In de langdurige zorg lopen de verbeteringen via het project Zorg voor Beter. In dit project werken zorgverleners samen aan een kwalitatief betere, efficiënte en duurzame zorg met tevreden cliënten.
Toezicht op veiligheid
Het bestuur van een ziekenhuis of verzorgingshuis is verantwoordelijk voor de kwaliteit van de zorg in zijn organisatie. De besturen kunnen zelf bepalen waar ze accenten leggen. De raad van toezicht ziet erop toe dat het bestuur zijn werk goed doet. De Inspectie voor de Gezondheidszorg (IGZ) houdt toezicht op de veiligheid in zorginstellingen.
Toezicht in de zorg
De Inspectie voor de Gezondheidszorg (IGZ) en de Nederlandse Zorgautoriteit (NZa) houden toezicht op de kwaliteit van de zorg. Het kabinet wil dat de IGZ sneller reageert op misstanden.
Naast de IGZ en NZa controleert de Nederlandse Mededingingsautoriteit (NMa) zorgondernemingen op grond van de Mededingingswet.
Inspectie voor de Gezondheidszorg
De Inspectie voor de Gezondheidszorg houdt toezicht op de kwaliteit, veiligheid en toegankelijkheid van de gezondheidszorg en bewaakt de rechten van patiënten en cliënten. De inspectie kan bestuurlijke boetes en dwangsommen opleggen aan instellingen, zonder tussenkomst van het Openbaar Ministerie. Ook heeft de inspectie bevoegdheid om zonder toestemming van patiënten medische dossiers in te zien, als dat voor haar taak nodig is.

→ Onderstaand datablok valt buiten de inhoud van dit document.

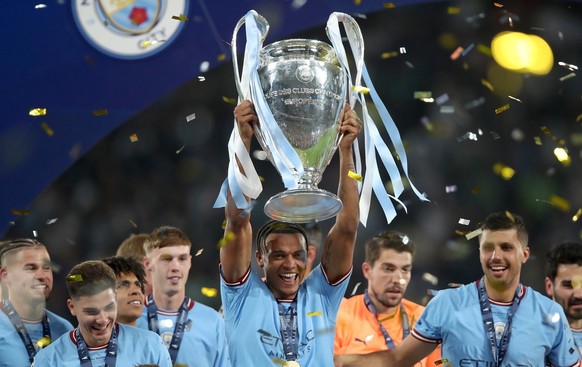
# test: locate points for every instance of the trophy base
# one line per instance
(303, 206)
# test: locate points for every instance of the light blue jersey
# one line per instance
(13, 353)
(253, 326)
(204, 341)
(539, 330)
(134, 347)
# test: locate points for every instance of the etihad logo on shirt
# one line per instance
(129, 29)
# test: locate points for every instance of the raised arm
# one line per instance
(236, 252)
(338, 250)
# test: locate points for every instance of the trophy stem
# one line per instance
(303, 205)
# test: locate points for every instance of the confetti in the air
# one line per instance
(428, 277)
(501, 109)
(191, 117)
(473, 234)
(47, 129)
(181, 18)
(464, 222)
(37, 112)
(355, 176)
(209, 292)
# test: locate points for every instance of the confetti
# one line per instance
(75, 278)
(473, 234)
(191, 117)
(503, 108)
(47, 129)
(20, 211)
(209, 292)
(181, 17)
(451, 188)
(503, 170)
(37, 112)
(229, 100)
(355, 176)
(428, 277)
(100, 112)
(360, 89)
(464, 222)
(487, 84)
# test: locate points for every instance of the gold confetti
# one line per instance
(387, 55)
(473, 234)
(560, 203)
(75, 278)
(360, 89)
(181, 17)
(20, 211)
(503, 108)
(209, 292)
(355, 176)
(43, 342)
(229, 100)
(100, 112)
(504, 171)
(487, 84)
(47, 129)
(37, 112)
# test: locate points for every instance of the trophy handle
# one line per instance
(263, 27)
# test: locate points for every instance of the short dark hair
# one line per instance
(165, 236)
(505, 220)
(127, 265)
(89, 278)
(17, 244)
(132, 246)
(274, 226)
(388, 240)
(565, 253)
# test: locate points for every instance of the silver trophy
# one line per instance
(305, 89)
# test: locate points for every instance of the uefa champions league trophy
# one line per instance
(305, 90)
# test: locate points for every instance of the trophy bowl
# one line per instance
(305, 88)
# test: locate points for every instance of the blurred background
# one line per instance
(129, 142)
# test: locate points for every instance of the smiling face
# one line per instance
(169, 267)
(388, 279)
(567, 291)
(95, 315)
(27, 275)
(284, 263)
(502, 254)
(129, 298)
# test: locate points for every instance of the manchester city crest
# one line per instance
(130, 29)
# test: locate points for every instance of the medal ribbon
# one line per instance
(405, 325)
(178, 330)
(498, 352)
(16, 321)
(289, 332)
(110, 354)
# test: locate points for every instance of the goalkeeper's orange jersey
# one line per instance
(358, 331)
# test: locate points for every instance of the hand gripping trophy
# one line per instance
(299, 88)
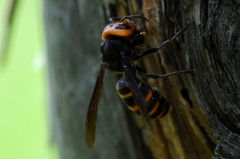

Kaders IGZ voor inspectie zorg
Op het gebied van goed bestuur in de zorg heeft de IGZ in april 2011 een Toezichtkader Bestuurlijke Verantwoordelijkheid voor Kwaliteit en Veiligheid vastgesteld. Hierin legt de IGZ uit hoe zij het toezicht op goed bestuur zal uitvoeren.
Meer toezicht vanaf 2012
Vanaf 2012 zal de inspectie meer toezicht houden op de zorg voor kwetsbare groepen, met de nadruk op de zorg voor ouderen. De IGZ voert meer inspecties uit op de werkvloer, zowel onaangekondigd als aangekondigd. Zij maakt daarbij gebruik van onderzoekers die zich voordoen als cliënt of patiënt ('mystery guests'). IGZ ontvangt daarvoor vanaf 2012 jaarlijks € 10 miljoen euro extra.
Deze en andere prioriteiten zijn vastgelegd in het Meerjarenbeleidsplan 2012-2015 ‘Voor gerechtvaardigd vertrouwen in verantwoorde zorg'. In het IGZ werkplan 2012 staat hoe IGZ de gestelde doelen in het Meerjarenbeleidsplan wil bereiken.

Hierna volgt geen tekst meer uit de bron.